As exciting as it is to get such a program underway, the first step involves working out the "Why?" and figuring out what you hope to achieve.

"By slowing down and testing your assumptions and ideas about what's needed, you can delve deeper into the purpose and needs for a particular market or audience," Kerri explained. "If you don't have total clarity as to why this training is important to you and how it will benefit your customers, you might develop a great-looking program that never reaches the heart of what you're trying to accomplish."

These objectives could be anything from increasing revenue to driving growth or cutting costs. It's crucial that a plan is put together with these considerations in mind because otherwise you risk wasting time and money.

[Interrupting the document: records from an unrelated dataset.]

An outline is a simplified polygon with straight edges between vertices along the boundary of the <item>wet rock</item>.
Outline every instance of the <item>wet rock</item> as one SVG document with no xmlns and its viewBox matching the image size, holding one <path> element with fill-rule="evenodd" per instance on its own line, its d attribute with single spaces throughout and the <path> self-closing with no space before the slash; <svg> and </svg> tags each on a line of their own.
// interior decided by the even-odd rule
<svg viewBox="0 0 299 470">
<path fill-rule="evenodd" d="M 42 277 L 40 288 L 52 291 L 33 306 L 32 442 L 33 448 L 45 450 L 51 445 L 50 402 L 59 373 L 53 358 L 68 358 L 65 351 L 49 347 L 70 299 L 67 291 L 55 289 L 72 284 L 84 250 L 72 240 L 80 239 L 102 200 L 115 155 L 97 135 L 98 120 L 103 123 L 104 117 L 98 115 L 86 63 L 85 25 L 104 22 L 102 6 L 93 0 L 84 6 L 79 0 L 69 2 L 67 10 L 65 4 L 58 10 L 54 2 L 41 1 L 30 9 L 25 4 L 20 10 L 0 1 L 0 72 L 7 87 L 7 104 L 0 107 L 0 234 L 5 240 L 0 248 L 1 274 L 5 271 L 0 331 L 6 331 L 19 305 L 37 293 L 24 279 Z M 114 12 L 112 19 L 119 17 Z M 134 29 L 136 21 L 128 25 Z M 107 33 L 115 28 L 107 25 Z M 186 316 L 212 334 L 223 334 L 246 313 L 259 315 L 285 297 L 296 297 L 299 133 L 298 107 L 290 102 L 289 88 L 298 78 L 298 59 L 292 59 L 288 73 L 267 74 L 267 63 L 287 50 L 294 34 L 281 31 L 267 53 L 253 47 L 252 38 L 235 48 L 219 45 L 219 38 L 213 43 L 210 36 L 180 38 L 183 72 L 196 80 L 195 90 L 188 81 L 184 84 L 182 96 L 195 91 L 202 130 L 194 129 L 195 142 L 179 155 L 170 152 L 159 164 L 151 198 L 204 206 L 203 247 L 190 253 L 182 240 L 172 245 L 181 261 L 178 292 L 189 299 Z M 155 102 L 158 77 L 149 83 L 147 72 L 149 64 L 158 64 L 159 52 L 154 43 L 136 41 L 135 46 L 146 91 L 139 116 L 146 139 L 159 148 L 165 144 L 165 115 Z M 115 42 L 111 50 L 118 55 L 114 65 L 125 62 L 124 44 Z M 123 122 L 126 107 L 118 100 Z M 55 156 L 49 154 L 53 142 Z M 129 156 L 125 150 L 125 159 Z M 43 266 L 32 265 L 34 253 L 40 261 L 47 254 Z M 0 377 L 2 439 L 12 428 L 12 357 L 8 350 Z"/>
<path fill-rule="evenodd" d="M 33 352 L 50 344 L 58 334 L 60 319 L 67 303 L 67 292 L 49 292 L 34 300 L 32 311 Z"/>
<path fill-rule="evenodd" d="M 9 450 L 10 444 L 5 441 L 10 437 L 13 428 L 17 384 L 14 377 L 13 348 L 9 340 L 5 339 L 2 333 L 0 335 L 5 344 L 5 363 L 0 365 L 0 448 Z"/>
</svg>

"Within most organizations, the training group that's tasked with building something is always at risk of getting their funding cut if they're off the mark," Kerri said. "For this reason it's important to know from the start how this training aligns with the vision and purpose of the organization itself because that helps to keep everything on point. We avoid putting more into a training program that is either unnecessary or not in line with the company's vision."

The process that Kerri describes helps to give some idea as to the kind of investment that you want to make in the training and to establish a dividing line between the things that are on point as opposed to the things that are not. This prevents programs from becoming bloated and unfocused.

"A program that tries to do everything won't do anything particularly well," Kerri said. "However, when a training program works, you can always try another program down the road that might address those other things. Companies are often afraid that they only have this one shot to build a training program and so it has to have everything in it. That usually ends up with the training never going live because it will never incorporate everything that everybody wants and, even if it did, the lack of focus would greatly impede the results."

A training program needs goals and limitations to be successful. Without it, you can't drive the measurable results that you want and wind up with an expensive but ineffective program.